One of the nation’s largest predominantly African American fraternities has fired a top executive for allegedly embezzling more than $1.4 million to feed a gambling habit, and now federal authorities are investigating, according to court papers filed this week.

Curtis D. Anderson, 57, of Claymont, Del., had been employed for more than 20 years as the finance director for Kappa Alpha Psi, which has its national headquarters on North Broad Street.

But between June 2017 and last month, authorities say, he cashed more than 87 checks drawn on the fraternity’s accounts in his own name and those of five other individuals, who he told bank tellers were fraternity employees.

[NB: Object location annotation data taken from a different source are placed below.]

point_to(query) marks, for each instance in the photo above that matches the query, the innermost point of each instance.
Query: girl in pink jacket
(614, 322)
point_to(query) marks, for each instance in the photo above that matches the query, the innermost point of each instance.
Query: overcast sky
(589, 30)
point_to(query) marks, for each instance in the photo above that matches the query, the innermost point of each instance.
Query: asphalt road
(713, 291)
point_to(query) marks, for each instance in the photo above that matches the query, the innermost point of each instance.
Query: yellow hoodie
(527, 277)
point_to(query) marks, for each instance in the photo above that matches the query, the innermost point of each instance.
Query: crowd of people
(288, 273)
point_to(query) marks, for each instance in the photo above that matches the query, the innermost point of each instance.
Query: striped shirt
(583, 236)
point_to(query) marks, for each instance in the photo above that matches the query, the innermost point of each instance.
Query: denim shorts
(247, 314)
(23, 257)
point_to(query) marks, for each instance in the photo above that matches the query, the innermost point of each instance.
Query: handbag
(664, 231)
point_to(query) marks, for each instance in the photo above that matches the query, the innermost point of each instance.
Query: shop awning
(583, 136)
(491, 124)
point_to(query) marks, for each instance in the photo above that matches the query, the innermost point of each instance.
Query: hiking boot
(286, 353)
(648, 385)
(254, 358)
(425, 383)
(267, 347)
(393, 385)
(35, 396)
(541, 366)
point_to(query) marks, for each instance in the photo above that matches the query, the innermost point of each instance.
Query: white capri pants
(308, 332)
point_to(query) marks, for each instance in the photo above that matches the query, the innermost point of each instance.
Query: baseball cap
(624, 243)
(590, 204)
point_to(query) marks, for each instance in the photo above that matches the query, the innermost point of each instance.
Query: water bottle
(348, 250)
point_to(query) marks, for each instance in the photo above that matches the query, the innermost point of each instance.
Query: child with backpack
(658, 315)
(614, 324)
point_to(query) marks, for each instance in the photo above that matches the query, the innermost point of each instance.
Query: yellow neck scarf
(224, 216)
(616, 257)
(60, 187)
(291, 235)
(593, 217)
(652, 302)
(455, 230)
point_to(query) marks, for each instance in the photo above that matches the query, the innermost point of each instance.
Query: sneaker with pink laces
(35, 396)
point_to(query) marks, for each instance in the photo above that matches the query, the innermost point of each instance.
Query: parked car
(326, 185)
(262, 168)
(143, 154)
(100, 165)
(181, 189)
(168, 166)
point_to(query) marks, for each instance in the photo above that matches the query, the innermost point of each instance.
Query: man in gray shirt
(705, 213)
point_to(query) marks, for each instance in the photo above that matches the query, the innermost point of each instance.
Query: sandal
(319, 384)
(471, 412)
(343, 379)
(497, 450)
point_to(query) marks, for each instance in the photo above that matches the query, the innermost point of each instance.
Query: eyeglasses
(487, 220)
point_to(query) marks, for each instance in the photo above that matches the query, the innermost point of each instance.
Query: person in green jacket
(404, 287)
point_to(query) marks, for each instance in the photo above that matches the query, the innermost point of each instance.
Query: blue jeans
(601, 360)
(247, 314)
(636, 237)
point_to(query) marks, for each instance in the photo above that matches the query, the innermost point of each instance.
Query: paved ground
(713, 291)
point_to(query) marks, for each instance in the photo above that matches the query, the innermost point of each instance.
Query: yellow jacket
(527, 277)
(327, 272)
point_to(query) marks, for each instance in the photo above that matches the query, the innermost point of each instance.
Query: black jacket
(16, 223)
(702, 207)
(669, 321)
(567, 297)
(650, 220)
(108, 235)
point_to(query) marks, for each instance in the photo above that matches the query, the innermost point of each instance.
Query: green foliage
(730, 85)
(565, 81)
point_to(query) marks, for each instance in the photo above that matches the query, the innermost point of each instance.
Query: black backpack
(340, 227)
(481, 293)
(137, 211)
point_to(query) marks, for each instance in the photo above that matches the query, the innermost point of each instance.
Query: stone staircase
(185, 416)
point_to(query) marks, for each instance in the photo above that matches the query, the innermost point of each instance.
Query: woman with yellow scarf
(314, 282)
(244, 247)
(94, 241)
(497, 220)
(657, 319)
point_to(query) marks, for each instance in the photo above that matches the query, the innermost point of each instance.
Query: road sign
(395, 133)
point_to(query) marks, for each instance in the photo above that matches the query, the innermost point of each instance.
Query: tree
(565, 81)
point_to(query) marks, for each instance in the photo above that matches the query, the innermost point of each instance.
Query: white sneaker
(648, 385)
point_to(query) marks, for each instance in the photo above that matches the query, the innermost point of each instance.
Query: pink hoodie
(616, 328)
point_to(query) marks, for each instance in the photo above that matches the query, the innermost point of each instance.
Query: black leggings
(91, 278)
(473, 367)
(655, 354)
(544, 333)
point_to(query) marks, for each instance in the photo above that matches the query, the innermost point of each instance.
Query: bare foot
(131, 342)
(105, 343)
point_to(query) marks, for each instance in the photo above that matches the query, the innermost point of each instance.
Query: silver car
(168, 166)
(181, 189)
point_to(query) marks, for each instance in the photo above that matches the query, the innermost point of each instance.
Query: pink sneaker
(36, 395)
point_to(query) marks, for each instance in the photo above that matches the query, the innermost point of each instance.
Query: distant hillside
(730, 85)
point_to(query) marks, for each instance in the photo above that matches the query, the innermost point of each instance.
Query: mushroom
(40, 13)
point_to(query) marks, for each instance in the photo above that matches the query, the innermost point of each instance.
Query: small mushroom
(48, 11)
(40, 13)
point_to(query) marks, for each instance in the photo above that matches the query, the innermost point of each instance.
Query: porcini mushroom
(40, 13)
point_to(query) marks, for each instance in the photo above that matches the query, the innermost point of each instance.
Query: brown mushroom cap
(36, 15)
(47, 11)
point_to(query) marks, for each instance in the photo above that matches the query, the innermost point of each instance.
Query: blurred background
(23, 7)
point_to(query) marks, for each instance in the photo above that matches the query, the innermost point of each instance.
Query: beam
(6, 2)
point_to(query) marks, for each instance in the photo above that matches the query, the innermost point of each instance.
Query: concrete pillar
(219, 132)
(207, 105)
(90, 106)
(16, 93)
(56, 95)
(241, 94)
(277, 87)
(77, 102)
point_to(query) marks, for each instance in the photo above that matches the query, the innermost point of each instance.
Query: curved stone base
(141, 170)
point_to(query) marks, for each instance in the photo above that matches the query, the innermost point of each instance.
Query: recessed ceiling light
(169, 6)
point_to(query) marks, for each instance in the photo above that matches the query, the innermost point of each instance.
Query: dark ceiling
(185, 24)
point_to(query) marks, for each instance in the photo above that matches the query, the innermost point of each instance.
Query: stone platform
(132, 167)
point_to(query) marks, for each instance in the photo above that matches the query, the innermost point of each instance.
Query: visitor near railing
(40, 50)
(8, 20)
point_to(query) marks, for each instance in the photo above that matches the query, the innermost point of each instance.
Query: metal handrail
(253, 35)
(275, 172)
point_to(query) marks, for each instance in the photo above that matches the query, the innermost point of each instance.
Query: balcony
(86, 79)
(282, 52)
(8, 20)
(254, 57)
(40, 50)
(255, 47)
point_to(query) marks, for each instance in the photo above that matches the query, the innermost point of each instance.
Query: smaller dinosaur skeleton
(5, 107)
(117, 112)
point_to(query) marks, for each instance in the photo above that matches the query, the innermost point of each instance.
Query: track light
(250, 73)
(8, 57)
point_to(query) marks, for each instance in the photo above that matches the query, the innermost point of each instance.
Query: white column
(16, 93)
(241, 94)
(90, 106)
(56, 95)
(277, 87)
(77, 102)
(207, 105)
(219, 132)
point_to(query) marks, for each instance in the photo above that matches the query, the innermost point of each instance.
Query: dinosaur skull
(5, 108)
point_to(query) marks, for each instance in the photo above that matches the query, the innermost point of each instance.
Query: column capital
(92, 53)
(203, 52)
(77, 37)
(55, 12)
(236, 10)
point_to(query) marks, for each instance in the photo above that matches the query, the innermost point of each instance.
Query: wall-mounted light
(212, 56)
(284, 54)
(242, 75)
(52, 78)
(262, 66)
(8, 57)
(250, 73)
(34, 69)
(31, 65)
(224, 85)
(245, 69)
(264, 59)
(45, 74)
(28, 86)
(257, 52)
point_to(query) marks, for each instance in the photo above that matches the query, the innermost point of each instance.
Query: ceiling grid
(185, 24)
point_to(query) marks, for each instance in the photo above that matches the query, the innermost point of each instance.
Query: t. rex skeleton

Anderson purportedly confessed to the theft after Santander Bank flagged his unusual transactions and alerted his bosses, U.S. Postal Inspection Service agents said in papers seeking a judge’s authorization to search his former office.

Just two days later, John Burrell, the fraternity’s executive director, and Thomas Battles, its president, spotted Anderson trying to duck out of a bank branch as they arrived to discuss their missing money with bank officials, the search warrant affidavit states.

Battles called Anderson on his cell phone and asked him to return. Once he did, he allegedly admitted that he had stolen the missing money.

“Anderson explained to Burrell and Battles that he had a gambling and drinking problem, and that he had spent most of his money at Harrah’s Casino,” authorities said in court filings.

As of Thursday, Anderson had not been charged. Investigators said in their filings that they continue to investigate possible crimes, including wire and bank fraud.

Anderson, a Kappa Alpha Psi member since 1981, could not be reached for comment Thursday, and it was not clear whether he had retained an attorney.

Delaware court records show that New Castle County police arrested him in November on charges of driving under the influence. Those charges are pending.

In a statement released Thursday, Burrell avoided mentioning Anderson by name but acknowledged the federal investigation and that an employee had been terminated after discovery of financial “irregularities.”

“The fraternity is also conducting a thorough review of its financial operations to continue to enhance oversight and prevent a similar situation in the future,” he wrote.

Founded in 1911 at Indiana University, Kappa Alpha Psi has more than 700 chapters and more than 160,000 members, including former Philadelphia Mayors John F. Street and W. Wilson Goode Sr.